Pour que le verbe existe, il faut que la notion épouse la variation chronogénétique du temps auquel elle est versée :

« L’existence du verbe requiert que l’idée versée au temps en épouse moment par moment la variation chronogénétique. Le verbe n’existe qu’en conséquence de cette condition satisfaite. Or, y satisfaire, c’est accepter que l’idée versée au temps s’y présente morcelée en plusieurs états d’elle-même qui ne représentent pas sa variation propre, mais la variation génétique du temps auquel, par import, elle est référée, autrement dit les moments consécutifs d’une genèse systématique du temps dénommée, dans nos ouvrages, chronogénèse » (G. Guillaume, Essai de mécanique intuitionnelle, Boîte 11, dossier II, liasse D, p. 44-42)

La spatialisation unidimensionnelle du temps est une opération qui succède immédiatement à la discrimination intuitionnelle de l’univers-espace et de l’univers-temps, opération accomplie bien avant que ne s’engage la chronogénèse. La chronogénèse se développe à partir de ce résultat premier en étendant et complexifiant la spatialisation du temps jusqu’à l’obtention d’une représentation qui comporte les trois dimensions formelles de l’espace. La pensée, visant à se doter d’outils de représentation, abstrait hors de l’espace les trois dimensions qu’il comporte en soi et les réemploie à la construction de l’espace imaginaire qu’est le temps chronogénétique.

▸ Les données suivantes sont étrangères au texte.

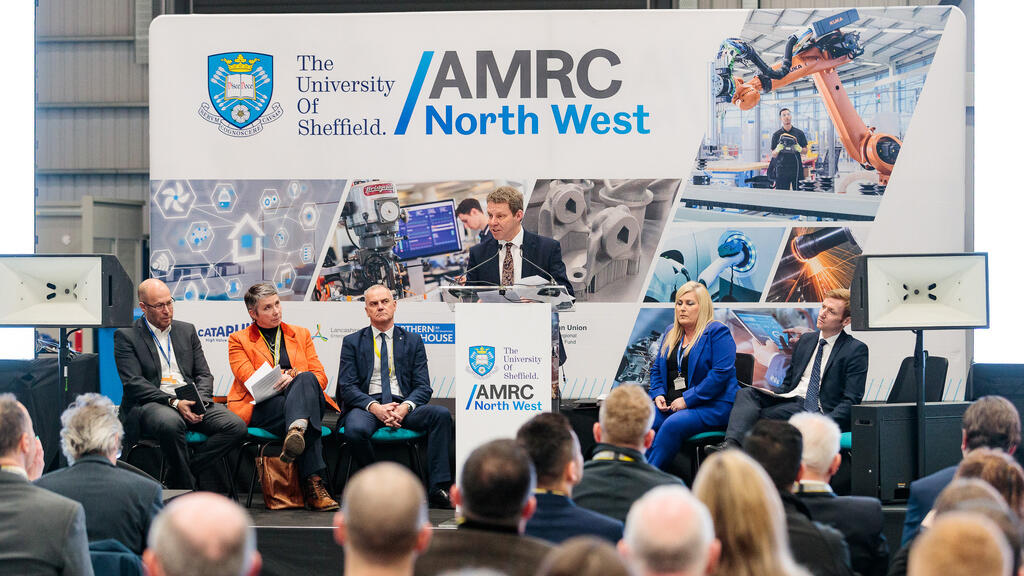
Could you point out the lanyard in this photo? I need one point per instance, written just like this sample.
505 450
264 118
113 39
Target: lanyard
390 357
275 351
166 355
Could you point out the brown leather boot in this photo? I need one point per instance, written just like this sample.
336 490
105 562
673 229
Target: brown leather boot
295 445
316 495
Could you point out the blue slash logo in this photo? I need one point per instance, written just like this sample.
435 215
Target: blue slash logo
414 92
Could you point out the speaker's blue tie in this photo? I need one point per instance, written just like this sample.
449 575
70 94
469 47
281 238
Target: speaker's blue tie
811 403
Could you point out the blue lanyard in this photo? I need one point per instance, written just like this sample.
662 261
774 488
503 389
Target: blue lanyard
166 355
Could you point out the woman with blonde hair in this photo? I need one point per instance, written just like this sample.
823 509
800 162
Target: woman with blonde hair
693 376
749 518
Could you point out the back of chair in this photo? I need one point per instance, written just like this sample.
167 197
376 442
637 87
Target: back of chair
744 368
905 387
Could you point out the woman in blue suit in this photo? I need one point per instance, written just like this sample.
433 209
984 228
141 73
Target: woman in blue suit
693 378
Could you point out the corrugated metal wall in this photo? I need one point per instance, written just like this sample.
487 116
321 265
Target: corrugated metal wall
91 114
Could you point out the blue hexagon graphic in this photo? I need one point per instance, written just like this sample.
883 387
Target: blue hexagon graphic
174 199
200 236
223 198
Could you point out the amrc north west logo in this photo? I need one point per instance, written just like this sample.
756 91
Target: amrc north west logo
481 360
241 85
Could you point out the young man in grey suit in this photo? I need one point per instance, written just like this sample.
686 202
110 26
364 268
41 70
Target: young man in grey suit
40 532
383 381
119 504
155 357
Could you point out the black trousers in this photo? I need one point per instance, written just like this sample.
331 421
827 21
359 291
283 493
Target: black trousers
224 429
302 400
435 420
752 405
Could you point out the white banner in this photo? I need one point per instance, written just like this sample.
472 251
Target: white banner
503 371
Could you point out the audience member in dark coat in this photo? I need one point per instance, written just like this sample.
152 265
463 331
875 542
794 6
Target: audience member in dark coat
495 498
990 421
858 518
118 503
41 533
555 452
619 474
776 446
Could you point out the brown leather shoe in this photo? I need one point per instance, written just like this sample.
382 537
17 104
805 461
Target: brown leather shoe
295 444
316 496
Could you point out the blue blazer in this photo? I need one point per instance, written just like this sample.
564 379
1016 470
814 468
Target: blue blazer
543 251
357 361
711 370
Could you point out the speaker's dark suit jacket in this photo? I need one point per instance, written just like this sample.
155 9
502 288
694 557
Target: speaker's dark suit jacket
357 362
138 365
119 504
40 532
923 494
842 377
861 522
539 250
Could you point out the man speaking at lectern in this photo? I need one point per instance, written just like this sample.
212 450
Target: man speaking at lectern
511 253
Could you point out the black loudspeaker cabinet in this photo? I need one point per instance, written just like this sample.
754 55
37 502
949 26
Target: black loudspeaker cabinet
884 452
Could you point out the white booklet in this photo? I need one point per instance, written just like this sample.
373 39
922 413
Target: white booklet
260 384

3.6 La personne et la morphogénie verbale

L’import au temps chronogénétique de la notion verbale est lié à la présence de la représentation de la personne dans la morphogénèse du verbe. La personne qui est représentée dans la morphogénie du verbe est une personne qui est externe à la sémantèse. Elle joue le rôle de support du comportement désigné par la notion verbale. Cette personne est d’un type particulier : c’est la personne humaine, le moi pensant :

« On se trouve en présence de l’opération selon laquelle une finitude – la personne humaine en particulier – existante spatialement, par ce qu’elle prélève d’espace à son bénéfice, est versée au temps, au préjudice duquel elle n’opère aucun prélèvement.» (G. Guillaume, Leçon inédite du 15.5.1952 A, p.3)

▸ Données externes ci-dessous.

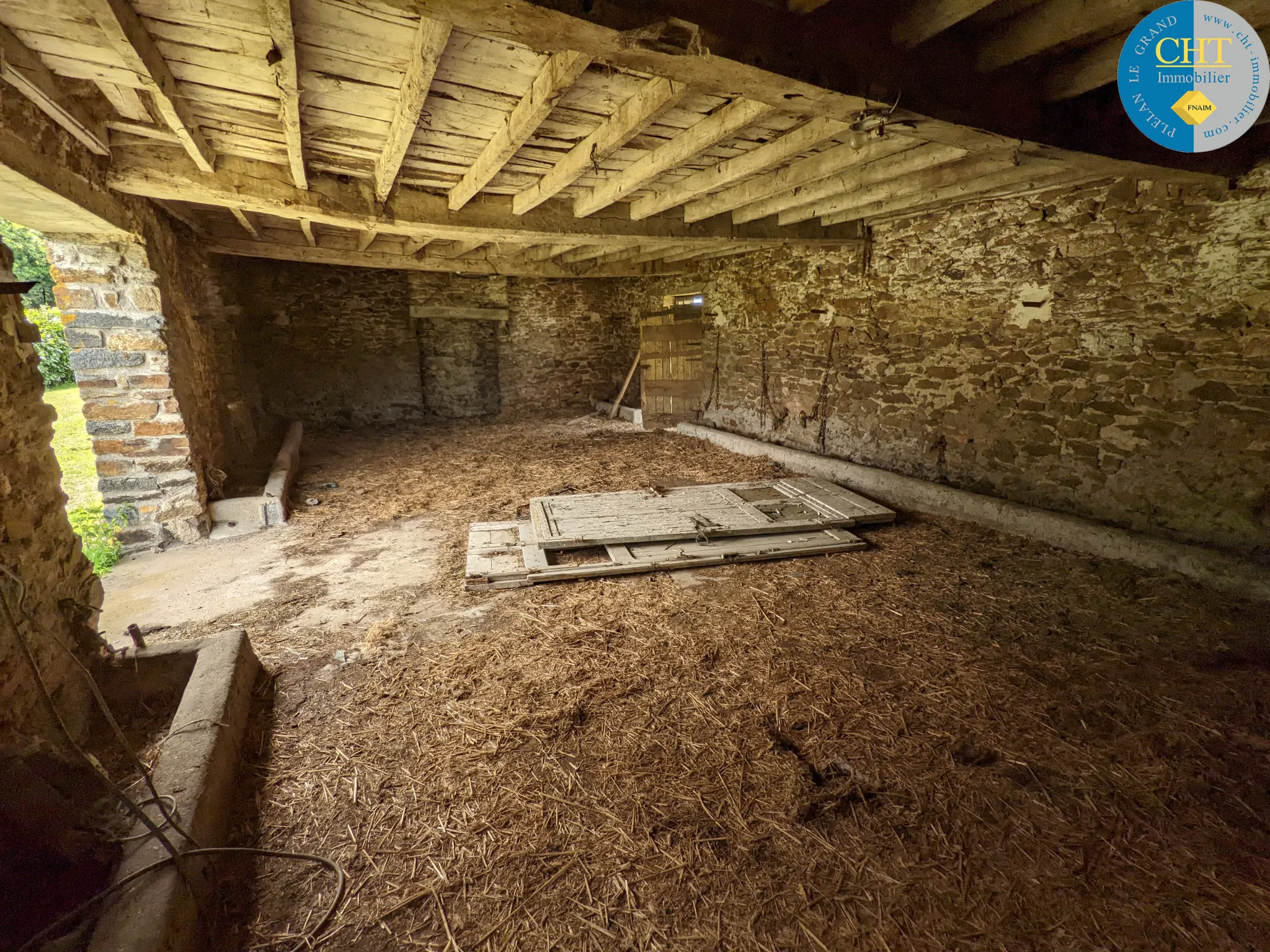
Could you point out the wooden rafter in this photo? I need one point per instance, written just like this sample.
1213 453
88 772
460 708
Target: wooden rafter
287 75
265 188
430 42
23 70
630 118
131 41
136 128
926 18
935 187
718 126
802 203
796 175
125 100
1054 22
717 177
248 225
557 75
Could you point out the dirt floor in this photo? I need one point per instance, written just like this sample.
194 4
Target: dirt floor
954 739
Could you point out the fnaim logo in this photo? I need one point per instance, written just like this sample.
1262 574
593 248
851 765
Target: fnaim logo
1193 76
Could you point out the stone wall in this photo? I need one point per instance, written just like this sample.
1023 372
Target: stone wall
568 343
338 346
1103 352
46 583
329 345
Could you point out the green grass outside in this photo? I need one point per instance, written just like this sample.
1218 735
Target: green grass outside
74 451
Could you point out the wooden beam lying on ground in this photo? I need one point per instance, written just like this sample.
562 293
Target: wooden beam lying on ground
801 173
265 188
799 205
23 70
718 126
1054 22
430 42
630 118
716 178
286 74
876 202
926 18
131 41
557 75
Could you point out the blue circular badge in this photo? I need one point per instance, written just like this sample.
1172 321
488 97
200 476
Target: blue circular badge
1193 76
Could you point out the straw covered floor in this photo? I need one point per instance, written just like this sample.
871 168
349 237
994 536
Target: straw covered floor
954 739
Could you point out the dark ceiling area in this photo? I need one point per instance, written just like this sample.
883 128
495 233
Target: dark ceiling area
1018 68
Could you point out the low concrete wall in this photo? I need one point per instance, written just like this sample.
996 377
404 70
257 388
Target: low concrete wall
1204 565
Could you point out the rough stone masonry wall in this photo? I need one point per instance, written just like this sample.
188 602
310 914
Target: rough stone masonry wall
338 346
59 593
329 345
1103 352
568 343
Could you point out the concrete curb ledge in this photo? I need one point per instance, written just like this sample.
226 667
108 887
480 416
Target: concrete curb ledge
1204 565
198 765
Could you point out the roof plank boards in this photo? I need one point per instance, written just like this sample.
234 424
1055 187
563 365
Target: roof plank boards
128 37
283 35
557 75
430 42
23 70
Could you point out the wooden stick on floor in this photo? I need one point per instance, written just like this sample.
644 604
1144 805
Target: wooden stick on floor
618 403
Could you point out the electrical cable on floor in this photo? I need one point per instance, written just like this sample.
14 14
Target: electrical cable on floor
305 941
42 690
175 856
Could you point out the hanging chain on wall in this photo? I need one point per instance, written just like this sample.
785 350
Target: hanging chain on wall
821 408
714 374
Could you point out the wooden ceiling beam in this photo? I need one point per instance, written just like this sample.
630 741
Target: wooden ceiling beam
456 249
629 120
551 31
430 43
1053 23
807 197
23 70
928 18
557 75
287 76
925 179
936 190
796 175
588 253
265 188
721 125
131 41
804 138
287 252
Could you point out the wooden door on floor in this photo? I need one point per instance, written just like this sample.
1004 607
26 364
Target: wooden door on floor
672 381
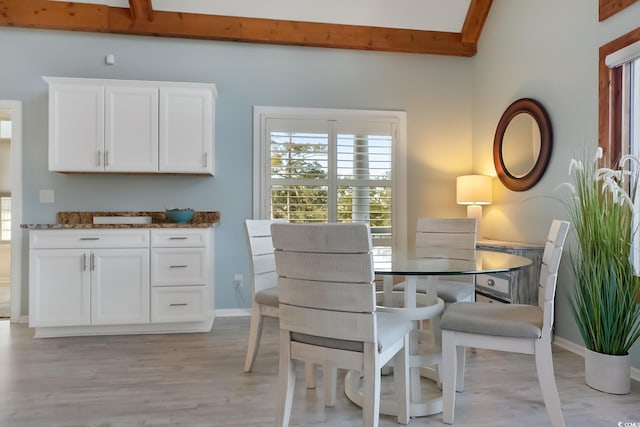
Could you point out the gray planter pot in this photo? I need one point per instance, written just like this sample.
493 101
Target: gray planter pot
608 373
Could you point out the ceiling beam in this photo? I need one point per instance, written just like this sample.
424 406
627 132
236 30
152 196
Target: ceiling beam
141 9
100 18
474 22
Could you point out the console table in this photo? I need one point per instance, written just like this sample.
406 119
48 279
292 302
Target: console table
513 287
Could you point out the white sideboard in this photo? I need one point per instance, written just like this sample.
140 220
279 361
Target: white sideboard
120 281
516 287
130 126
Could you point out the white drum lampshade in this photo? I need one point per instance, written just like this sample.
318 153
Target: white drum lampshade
473 191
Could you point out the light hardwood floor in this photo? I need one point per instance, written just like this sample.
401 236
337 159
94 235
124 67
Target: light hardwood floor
197 380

Pour que le moi pensant soit versé au temps, il doit se présenter en refus d’extension spatiale :

« Pour pouvoir être versé dans le temps, un être d’espace doit, préalablement, se présenter à l’esprit en refus d’espace, autrement dit, sous un état adimensionnel. » (G. Guillaume, Leçon inédite du 15.5.1952 A, p. 5)

Les désinences du verbe incorporent une représentation existentielle de la personne. Sans cette incorporation, le verbe n’existerait pas tel qu’il existe en français :

« Une des itérations du système de la langue au-dedans de lui-même est de voir le pensable sous le rapport du contraste des structures et des comportements. Une expression supérieure de ce contraste, c’est l’espace et le temps. Aux origines, le problème psychique s’est obligatoirement posé de référer le comportement à la structure, de franchir le seuil qui les sépare. Il y a des raisons sérieuses de penser que pour le franchissement de ce seuil, le pronom a été l’outil choisi. Or, le pronom chargé de ce franchissement de seuil a été existentiel, non pas ontique. Le pronom ontique est un refus de franchissement. Les pronoms ontiques maintiennent l’esprit en structure. Pour gagner le comportement, il faut des pronoms d’une espèce particulière – existentiels. Aux origines, il y aurait donc eu invention large de pronoms existentiels endothétiques, incorporés au verbe, au vocable promu verbe par cette incorporation. » (G. Guillaume, Leçon inédite du 5. 6. 1952 A, p. 30)

Conclusion

Le rôle que joue la catégorie de la personne dans le discernement des notions est fondamental. La catégorie de la personne est un instrument de saisie de tout le pensable. Tout ce dont il peut être parlé est rapporté à cette catégorie. Elle est le discriminant du plan du nom et du plan du verbe. En effet, c’est parce qu’il incorpore une représentation existentielle de la personne que le verbe est vraiment verbe et c’est parce qu’il incorpore une représentation ontique de la personne que le nom est vraiment nom.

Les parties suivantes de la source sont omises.